Consumers also need to be made aware of the purposes for which their data is being processed, which although a requirement under current legislation, more extensive information will need to be provided under the GDPR. Even where this is the case, if not managed properly this can cause reputational damage of the retailer. Samsung’s Smart TV is a good example of this when it was revealed that Samsung’s privacy policy permitted its Smart TV’s to “listen” to the conversations of viewers and to share the content with third parties. 


When “switching off” support for “things”/connected devices, retailers should ensure that they are not in breach of their terms and conditions issued to consumers and in particular, any warranties that may have been given in respect of the “thing”/connected device and the support and maintenance terms.

Development of “things”/connected devices

IoT is a highly competitive market and companies need to act quickly in getting new “things”/connected devices with the latest technology, interface and design out to market.  Companies are therefore only too aware of the critical importance of getting their “things”/connected devices to market on time and also on budget. A delay is the difference between success and failure (only demonstrated too clearly by the hugely successful British Gas “Hive” product and the lagging Google “Nest” product). The contracts for manufacture and delivery therefore need to include clear timescales and/or milestones for deliverables with appropriate incentivisation mechanisms on the developer to ensure timely delivery.

However, contractual rights and remedies are not the panacea to a timely delivery. Governance and project management has a significant role to play.
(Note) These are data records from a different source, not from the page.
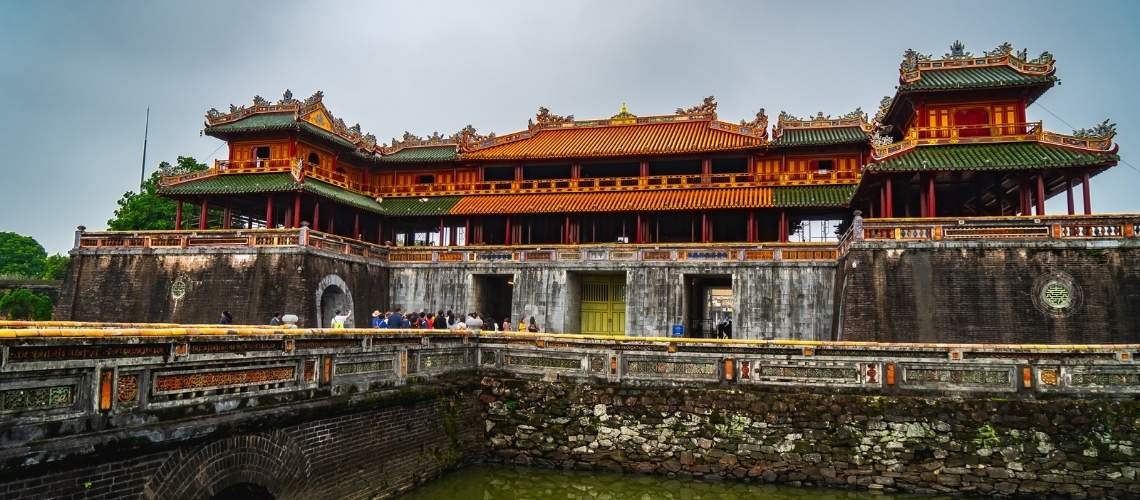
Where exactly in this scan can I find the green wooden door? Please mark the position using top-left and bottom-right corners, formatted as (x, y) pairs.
(581, 276), (626, 335)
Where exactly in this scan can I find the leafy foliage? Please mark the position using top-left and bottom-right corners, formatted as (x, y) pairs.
(0, 288), (51, 321)
(43, 254), (71, 280)
(0, 232), (48, 278)
(107, 156), (206, 231)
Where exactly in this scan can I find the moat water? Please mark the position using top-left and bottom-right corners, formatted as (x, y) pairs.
(400, 466), (933, 500)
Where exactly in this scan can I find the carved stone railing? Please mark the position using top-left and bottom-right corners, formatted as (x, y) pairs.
(871, 122), (1114, 161)
(0, 325), (477, 430)
(0, 325), (1140, 435)
(478, 335), (1140, 397)
(840, 214), (1140, 252)
(75, 228), (388, 260)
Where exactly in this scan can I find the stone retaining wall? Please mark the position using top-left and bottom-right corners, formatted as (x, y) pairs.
(480, 374), (1140, 498)
(0, 382), (482, 500)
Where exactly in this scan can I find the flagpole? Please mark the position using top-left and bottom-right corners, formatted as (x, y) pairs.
(139, 106), (150, 194)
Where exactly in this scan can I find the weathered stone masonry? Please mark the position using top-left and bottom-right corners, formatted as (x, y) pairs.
(54, 247), (388, 327)
(0, 328), (1140, 499)
(483, 376), (1140, 498)
(832, 239), (1140, 344)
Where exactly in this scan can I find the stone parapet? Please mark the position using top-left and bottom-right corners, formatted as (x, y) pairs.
(0, 322), (1140, 498)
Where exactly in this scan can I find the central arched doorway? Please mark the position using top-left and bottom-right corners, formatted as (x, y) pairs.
(210, 483), (276, 500)
(317, 274), (356, 328)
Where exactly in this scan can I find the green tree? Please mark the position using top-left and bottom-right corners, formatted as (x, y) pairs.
(43, 254), (71, 280)
(0, 232), (48, 278)
(0, 288), (51, 321)
(107, 156), (206, 231)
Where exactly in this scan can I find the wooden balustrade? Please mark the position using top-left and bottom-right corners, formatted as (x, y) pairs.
(161, 158), (860, 197)
(871, 122), (1113, 159)
(840, 215), (1140, 252)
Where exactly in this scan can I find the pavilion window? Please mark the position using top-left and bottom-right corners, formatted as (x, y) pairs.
(954, 107), (990, 137)
(713, 158), (748, 174)
(581, 163), (641, 179)
(483, 166), (514, 181)
(522, 164), (571, 181)
(253, 146), (269, 166)
(649, 159), (701, 177)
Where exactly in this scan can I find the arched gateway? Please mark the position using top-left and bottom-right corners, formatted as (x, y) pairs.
(143, 431), (310, 500)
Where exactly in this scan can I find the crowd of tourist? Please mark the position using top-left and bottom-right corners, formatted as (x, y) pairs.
(364, 308), (542, 333)
(233, 308), (543, 333)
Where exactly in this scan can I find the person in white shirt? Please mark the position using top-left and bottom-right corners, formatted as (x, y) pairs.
(467, 312), (483, 334)
(332, 311), (352, 328)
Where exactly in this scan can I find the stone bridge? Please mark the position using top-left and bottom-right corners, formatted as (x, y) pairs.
(0, 322), (1140, 499)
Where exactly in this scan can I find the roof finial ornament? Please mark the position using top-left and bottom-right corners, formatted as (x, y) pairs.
(610, 101), (637, 123)
(942, 40), (974, 59)
(677, 96), (716, 116)
(527, 106), (573, 129)
(984, 42), (1013, 57)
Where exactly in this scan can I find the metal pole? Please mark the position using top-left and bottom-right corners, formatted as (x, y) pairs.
(139, 106), (150, 194)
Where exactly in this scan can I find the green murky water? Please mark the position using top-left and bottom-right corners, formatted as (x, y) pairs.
(401, 466), (916, 500)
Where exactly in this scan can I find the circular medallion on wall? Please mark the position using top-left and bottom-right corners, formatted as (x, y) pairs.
(170, 274), (189, 301)
(1033, 271), (1082, 318)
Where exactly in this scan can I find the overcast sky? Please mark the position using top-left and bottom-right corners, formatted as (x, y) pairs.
(0, 0), (1140, 252)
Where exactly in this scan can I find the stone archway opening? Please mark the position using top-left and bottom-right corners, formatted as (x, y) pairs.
(317, 274), (356, 328)
(210, 483), (277, 500)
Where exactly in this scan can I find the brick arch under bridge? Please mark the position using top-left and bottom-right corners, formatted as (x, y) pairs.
(141, 431), (311, 500)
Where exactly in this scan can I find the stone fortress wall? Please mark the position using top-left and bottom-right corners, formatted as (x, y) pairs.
(0, 325), (1140, 498)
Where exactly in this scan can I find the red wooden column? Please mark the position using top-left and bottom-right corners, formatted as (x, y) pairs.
(1065, 175), (1076, 215)
(779, 211), (788, 243)
(1081, 170), (1092, 215)
(312, 199), (320, 231)
(871, 181), (887, 219)
(293, 192), (301, 228)
(927, 174), (938, 218)
(881, 177), (895, 219)
(198, 198), (209, 229)
(266, 195), (274, 229)
(919, 179), (930, 218)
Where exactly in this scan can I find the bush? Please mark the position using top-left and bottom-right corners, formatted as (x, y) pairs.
(0, 288), (51, 321)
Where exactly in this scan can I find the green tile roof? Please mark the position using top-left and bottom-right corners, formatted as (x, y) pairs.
(158, 173), (300, 196)
(206, 112), (296, 133)
(158, 173), (385, 214)
(772, 185), (858, 207)
(382, 196), (459, 216)
(898, 66), (1057, 92)
(864, 142), (1119, 172)
(381, 146), (459, 163)
(205, 113), (376, 161)
(772, 126), (868, 146)
(301, 179), (388, 214)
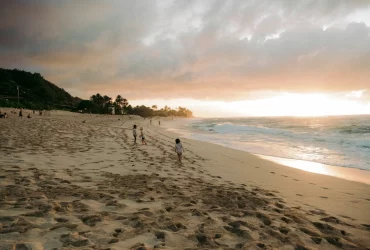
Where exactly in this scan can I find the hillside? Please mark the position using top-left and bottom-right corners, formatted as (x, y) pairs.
(0, 68), (81, 109)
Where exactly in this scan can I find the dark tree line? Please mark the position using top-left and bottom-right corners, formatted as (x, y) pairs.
(77, 93), (193, 117)
(0, 68), (81, 110)
(0, 68), (193, 117)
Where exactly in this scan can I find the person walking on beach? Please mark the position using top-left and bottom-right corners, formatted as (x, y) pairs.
(132, 125), (137, 143)
(140, 127), (146, 145)
(175, 138), (185, 163)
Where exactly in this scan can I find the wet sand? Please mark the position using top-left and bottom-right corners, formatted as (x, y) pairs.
(0, 111), (370, 249)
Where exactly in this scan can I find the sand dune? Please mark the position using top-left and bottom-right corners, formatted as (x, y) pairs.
(0, 112), (370, 250)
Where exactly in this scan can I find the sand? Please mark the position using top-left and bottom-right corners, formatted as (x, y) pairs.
(0, 111), (370, 250)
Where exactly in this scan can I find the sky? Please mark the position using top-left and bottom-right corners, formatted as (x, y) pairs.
(0, 0), (370, 117)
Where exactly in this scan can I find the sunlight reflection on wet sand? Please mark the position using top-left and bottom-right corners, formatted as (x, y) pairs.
(257, 154), (370, 184)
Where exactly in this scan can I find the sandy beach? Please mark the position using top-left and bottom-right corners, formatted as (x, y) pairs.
(0, 111), (370, 250)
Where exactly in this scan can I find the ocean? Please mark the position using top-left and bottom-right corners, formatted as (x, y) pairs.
(171, 115), (370, 170)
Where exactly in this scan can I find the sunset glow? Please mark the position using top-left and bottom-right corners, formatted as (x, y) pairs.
(132, 91), (370, 117)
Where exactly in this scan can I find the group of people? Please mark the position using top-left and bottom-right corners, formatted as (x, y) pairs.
(132, 125), (185, 163)
(0, 111), (8, 118)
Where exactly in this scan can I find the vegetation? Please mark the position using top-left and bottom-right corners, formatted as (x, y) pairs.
(77, 93), (193, 117)
(0, 68), (81, 110)
(0, 68), (193, 117)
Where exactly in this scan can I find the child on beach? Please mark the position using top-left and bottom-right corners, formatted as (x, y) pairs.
(175, 138), (185, 163)
(140, 127), (146, 145)
(132, 125), (137, 143)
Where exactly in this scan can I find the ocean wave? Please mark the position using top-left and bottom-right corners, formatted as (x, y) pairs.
(339, 125), (370, 134)
(192, 116), (370, 170)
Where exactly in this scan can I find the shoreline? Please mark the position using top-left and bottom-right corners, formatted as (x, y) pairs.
(0, 112), (370, 250)
(165, 117), (370, 185)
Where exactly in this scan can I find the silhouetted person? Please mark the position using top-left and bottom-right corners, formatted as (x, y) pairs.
(140, 127), (146, 145)
(132, 125), (137, 143)
(175, 139), (184, 163)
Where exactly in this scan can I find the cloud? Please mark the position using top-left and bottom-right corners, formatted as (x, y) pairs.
(0, 0), (370, 100)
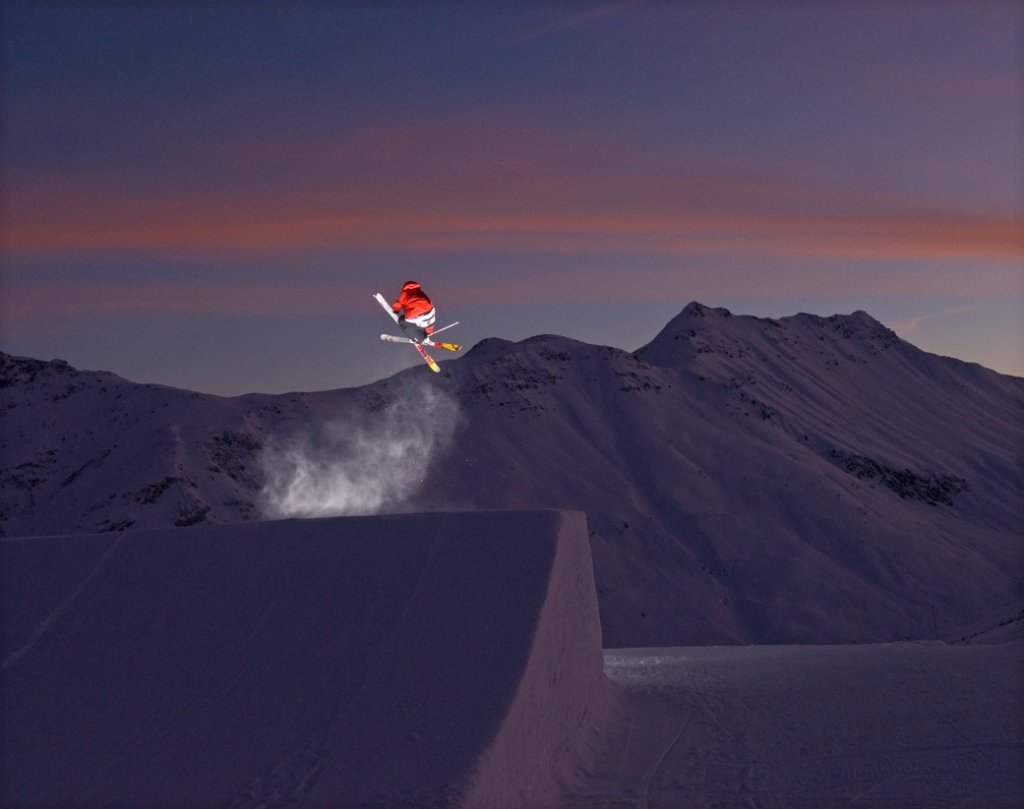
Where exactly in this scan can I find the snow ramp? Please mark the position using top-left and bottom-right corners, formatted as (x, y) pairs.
(0, 511), (608, 809)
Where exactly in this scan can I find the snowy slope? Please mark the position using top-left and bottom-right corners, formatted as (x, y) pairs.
(563, 641), (1024, 809)
(0, 512), (608, 809)
(0, 304), (1024, 646)
(425, 304), (1024, 646)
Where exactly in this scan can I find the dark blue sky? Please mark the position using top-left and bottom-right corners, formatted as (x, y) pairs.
(0, 2), (1024, 393)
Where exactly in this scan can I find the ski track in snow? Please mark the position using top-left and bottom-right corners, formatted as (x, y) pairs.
(0, 531), (125, 671)
(565, 643), (1024, 809)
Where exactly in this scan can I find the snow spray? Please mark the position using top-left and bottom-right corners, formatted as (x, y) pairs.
(260, 383), (460, 518)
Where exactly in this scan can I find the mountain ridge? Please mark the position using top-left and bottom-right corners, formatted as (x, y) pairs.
(0, 302), (1024, 646)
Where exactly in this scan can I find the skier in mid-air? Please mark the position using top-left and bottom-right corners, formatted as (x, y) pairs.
(391, 281), (437, 340)
(372, 281), (462, 374)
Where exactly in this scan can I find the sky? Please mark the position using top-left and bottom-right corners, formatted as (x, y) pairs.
(0, 0), (1024, 395)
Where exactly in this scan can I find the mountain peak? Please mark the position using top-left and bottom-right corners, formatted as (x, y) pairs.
(636, 301), (900, 366)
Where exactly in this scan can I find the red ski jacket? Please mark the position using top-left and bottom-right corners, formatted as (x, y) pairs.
(391, 281), (434, 317)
Regular review meetings should be held, risk and issues logs should be maintained and there should be clear and open lines of communication with swift escalation and resolution routes where required.

Another important issue to consider when a new “thing”/connected device is being developed is which party will own the intellectual property rights in the new “thing”/connected device.  Is it the retailer (who will ultimately sell the “thing”/connected device on to consumers) or the developer?  Registration of patents and trademarks and protection of copyright should be key considerations as should gain share provisions in respect of revenue generated from the exploitation of the relevant intellectual property rights.

The next big thing?

This article is just a brief overview of the internet of things in a consumer environment and the related legal issues.

It will be interesting to see how this area develops as we start to see standardisation and the introduction of common platforms. Entry and growth of IoT in smart cities is also something that we are watching with interest.